Dangrove is home to Judith Neilson’s White Rabbit Collection of contemporary art from China. The largest ongoing private collection of Chinese contemporary art internationally, with more than 2500 works by more than 700 artists,this collection is focused on works produced after 2000; it is a document of social and artistic change in China in the twenty-first century.

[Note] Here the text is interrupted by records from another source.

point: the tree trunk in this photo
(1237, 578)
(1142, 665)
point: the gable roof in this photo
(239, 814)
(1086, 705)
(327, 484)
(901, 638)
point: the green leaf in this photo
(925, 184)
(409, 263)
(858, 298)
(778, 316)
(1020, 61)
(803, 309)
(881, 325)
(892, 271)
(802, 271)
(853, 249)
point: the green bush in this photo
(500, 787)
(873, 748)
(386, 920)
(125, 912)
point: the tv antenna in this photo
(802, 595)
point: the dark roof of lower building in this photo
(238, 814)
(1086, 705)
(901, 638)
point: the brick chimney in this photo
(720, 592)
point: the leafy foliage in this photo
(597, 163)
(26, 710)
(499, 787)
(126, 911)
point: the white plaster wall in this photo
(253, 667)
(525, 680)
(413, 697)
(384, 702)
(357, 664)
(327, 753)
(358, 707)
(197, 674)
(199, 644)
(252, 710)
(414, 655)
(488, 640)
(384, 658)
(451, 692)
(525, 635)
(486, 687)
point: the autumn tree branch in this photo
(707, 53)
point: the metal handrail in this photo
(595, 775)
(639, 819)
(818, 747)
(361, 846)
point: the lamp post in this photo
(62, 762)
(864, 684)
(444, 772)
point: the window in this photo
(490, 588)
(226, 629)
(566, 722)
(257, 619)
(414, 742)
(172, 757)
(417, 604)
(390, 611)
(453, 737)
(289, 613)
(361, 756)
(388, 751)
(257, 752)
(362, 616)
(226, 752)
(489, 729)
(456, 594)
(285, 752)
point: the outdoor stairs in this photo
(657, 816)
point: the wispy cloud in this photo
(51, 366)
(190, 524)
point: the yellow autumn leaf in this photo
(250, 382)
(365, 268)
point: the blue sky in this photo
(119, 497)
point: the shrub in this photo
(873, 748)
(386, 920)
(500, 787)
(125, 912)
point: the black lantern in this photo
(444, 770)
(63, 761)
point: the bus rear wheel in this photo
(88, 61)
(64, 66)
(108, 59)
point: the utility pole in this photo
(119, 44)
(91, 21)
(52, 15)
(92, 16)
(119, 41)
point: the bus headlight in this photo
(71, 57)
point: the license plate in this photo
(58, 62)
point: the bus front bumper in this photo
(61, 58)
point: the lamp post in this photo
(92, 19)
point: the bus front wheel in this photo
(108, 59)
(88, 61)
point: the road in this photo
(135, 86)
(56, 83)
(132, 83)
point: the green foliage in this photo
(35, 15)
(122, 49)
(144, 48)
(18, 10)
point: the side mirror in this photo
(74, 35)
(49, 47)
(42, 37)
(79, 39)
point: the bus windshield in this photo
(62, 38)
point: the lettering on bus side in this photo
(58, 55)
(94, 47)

Designed by award-winning architects Tzannes Associates, Dangrove sits in an industrial area of inner Sydney and comprises 10,500 square metres of concrete, steel and polycarbonate. Judith Neilson’s brief to Alec Tzannes and his team was that the art in storage should be accessible and on view, while the building must integrate multiple functions including conservation, curatorial practice, research and administration. More than a storage facility, Dangrove houses a research library and a growing archive of materials that document the collection and its artists, as well as Judith Neilson’s contributions to education, architecture and philanthropy.

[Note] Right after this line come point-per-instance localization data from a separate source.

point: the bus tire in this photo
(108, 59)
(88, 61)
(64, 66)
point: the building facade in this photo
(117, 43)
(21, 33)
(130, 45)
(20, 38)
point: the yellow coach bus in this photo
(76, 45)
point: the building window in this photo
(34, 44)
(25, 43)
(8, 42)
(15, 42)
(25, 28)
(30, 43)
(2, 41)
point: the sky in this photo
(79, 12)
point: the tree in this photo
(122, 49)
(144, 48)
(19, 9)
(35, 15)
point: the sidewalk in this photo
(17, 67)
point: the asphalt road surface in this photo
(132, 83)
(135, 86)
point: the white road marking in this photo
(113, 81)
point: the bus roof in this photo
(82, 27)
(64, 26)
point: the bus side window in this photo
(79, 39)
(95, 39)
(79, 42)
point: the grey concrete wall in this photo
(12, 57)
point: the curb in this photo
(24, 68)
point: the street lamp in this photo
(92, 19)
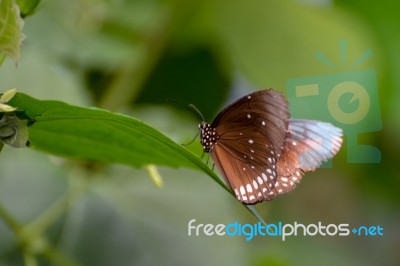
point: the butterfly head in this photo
(208, 136)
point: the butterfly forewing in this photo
(260, 152)
(264, 111)
(248, 166)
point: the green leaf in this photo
(28, 7)
(100, 135)
(10, 29)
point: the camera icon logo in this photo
(346, 99)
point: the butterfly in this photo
(260, 151)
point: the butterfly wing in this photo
(308, 144)
(265, 112)
(249, 168)
(251, 135)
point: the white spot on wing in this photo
(242, 190)
(249, 188)
(255, 185)
(264, 177)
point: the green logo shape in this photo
(346, 99)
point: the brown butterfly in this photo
(260, 151)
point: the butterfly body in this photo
(258, 152)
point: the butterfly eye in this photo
(260, 151)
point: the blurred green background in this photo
(129, 57)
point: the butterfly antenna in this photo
(190, 142)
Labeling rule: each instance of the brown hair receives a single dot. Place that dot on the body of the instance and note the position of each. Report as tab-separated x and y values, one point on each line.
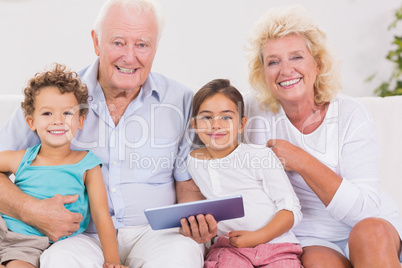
214	87
66	81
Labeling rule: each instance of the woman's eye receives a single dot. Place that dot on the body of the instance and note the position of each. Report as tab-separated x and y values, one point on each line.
206	117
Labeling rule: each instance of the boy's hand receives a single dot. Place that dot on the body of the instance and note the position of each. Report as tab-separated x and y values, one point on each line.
243	239
113	265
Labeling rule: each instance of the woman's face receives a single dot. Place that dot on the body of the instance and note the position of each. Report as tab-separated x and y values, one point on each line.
290	69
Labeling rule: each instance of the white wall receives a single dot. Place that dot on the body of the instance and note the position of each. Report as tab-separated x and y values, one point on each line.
203	40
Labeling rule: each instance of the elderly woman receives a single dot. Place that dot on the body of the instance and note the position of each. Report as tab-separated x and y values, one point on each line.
326	142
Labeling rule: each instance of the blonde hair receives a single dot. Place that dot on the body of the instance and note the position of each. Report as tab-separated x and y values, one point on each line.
281	22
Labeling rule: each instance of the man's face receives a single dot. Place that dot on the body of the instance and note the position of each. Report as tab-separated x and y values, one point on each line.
126	50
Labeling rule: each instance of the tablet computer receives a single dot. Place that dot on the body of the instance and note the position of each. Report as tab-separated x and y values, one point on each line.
169	216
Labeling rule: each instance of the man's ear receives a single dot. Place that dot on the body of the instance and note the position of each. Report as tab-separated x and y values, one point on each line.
95	41
81	121
29	120
193	124
243	124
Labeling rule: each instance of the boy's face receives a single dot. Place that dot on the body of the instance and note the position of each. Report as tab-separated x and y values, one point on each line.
218	124
56	117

A vast polished concrete exhibition and performance space, two-thirds the size of the Turbine Hall of London’s Tate Modern, its dramatic raked ceiling rising from eight to 30 metres in height, can accommodate even the largest and most complex installations and sculptures. A photographic studio where each new acquisition is documented is also a space designed to replicate the dimensions of Level 2 of White Rabbit Gallery, so that works can be installed and viewed prior to an exhibition. The library looks onto an enclosed courtyard, where a bronze and granite sculpture of a seated male figure by South African artist Angus Taylor is a meditative presence.
Dangrove is not open to the public. Scholars, researchers and post-graduate university students are able to visit the library and archive by appointment with the Manager of Research.